Many retail developers have invested heavily by including larger public spaces in new centres. Programming these spaces in ways that provide a return on investment is a continuing challenge. Incorporating a regular mid-week or weekend market that is held in these spaces could provide a predictable ongoing revenue stream. Similarly, vacant tenancies could be combined to accommodate a series of micro tenancies.

While existing tenants may resist this idea, there is a growing body of research that demonstrates markets provide a measurable uptick for nearby retail businesses due to increased footfall and dwell time they attract. A 2015 study entitled: ‘Markets Matter’, by the The Institute of Place Management at Manchester Metropolitan University found that markets increase footfall by between 15% to 27%, when compared to locations without markets (pg 6). Their research showed that 55%-71% of market visitors spent money in nearby shops. Benefits might include an opportunity for micro businesses to become suppliers to larger businesses, local cafes or restaurants.

Incorporating micro tenancies into shopping centres doesn’t require a huge capital investment. At TANDEM, via our work at the Queen Victoria Markets, we have developed a design for a market stall kit-of-parts that provides visual consistency between market stalls while also allowing for spontaneity. These kits are easily assembled, and equally disassembled and packed away when not in use.

Could micro tenancies bring a sense of community back to shopping centres?


Public markets are much loved for their diversity, colour and spontaneity. There’s no reason why the introduction of micro-tenancies couldn’t lend these characteristics to shopping malls.

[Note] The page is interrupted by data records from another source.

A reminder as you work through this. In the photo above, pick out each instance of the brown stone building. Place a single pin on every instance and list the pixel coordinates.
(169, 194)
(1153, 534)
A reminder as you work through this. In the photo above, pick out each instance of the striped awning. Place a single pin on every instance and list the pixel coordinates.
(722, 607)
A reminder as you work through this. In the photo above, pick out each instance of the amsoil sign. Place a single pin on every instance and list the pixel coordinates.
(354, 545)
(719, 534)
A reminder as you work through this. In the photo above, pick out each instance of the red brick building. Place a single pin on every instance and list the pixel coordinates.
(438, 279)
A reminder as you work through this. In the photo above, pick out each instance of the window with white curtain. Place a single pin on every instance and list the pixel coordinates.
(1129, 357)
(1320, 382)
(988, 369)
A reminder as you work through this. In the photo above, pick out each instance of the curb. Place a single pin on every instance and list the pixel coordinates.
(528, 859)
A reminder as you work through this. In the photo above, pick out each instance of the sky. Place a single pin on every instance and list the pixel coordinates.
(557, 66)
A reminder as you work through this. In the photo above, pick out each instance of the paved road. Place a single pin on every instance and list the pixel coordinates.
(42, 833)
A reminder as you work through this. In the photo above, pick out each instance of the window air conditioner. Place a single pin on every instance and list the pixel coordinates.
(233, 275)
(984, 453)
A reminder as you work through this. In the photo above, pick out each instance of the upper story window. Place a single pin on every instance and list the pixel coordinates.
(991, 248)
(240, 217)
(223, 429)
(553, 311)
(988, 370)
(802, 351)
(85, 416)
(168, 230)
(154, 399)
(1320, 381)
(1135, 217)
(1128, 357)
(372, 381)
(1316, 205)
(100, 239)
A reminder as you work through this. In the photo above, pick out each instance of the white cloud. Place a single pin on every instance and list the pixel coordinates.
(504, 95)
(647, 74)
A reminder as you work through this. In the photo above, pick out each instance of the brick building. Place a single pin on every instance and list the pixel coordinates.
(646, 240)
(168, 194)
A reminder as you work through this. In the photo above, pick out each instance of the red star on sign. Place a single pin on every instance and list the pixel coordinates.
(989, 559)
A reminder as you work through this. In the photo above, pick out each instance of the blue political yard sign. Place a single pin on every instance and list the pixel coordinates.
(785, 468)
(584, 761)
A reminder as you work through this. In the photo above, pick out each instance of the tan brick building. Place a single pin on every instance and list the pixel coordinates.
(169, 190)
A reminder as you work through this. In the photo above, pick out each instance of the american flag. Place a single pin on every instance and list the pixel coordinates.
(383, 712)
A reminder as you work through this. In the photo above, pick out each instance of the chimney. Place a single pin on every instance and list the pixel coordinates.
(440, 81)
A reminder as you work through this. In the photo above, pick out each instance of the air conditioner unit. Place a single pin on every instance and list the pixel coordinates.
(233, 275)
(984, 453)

The idea has precedent. Melbourne Central Shopping Centre and to a smaller extent, Emporium Melbourne, have both experimented with market-stall style pop ups such as ice cream carts and fold out jewellery stands. However, a hyper-local approach to curation of micro tenancies has the potential to bring a deeply authentic element that only comes with seeing people do what they love and doing it really well. Neighbourhood centres may aim to own a particular niche such as ethnic groceries, farm gate produce, art, homewares, clothing or jewellery by local makers or street food – increasing interest and relevance for shopping centre visitors.

In this way micro tenancies have the ability to offset the monotony of the highly curated and ubiquitous high street retailers that tend to dominate shopping centres of all scales. They also provide a greater sense of local community as customers have the opportunity to get to know the business owner.

Leading up to Covid19, developers of shopping centre assets were striving to return to a time when the retail centre was the heart of the community. Leveraging an expanded approach to micro tenancies has the potential to make shopping centres more relevant to their local communities, to support local businesses, and to contribute to the viability of public space.

James Murray bio


James Murray is Principal and co-founder of architecture practice, TANDEM Design Studio. During his 25 years as an architect he has been fortunate to work on major civic & cultural projects including Melbourne’s Federation Square and Hobart’s Museum of Old and New Art.

James specialises in designing projects that are complex and cross categories. Working with business partner, Tim Hill, TANDEM attracts projects that integrate urban design and architecture and blur the lines between cultural, commercial and community destinations. He is passionate about generating positive social and environmental impacts and is known for his ability to develop imaginative and pragmatic solutions to clients’ and society’s real problems.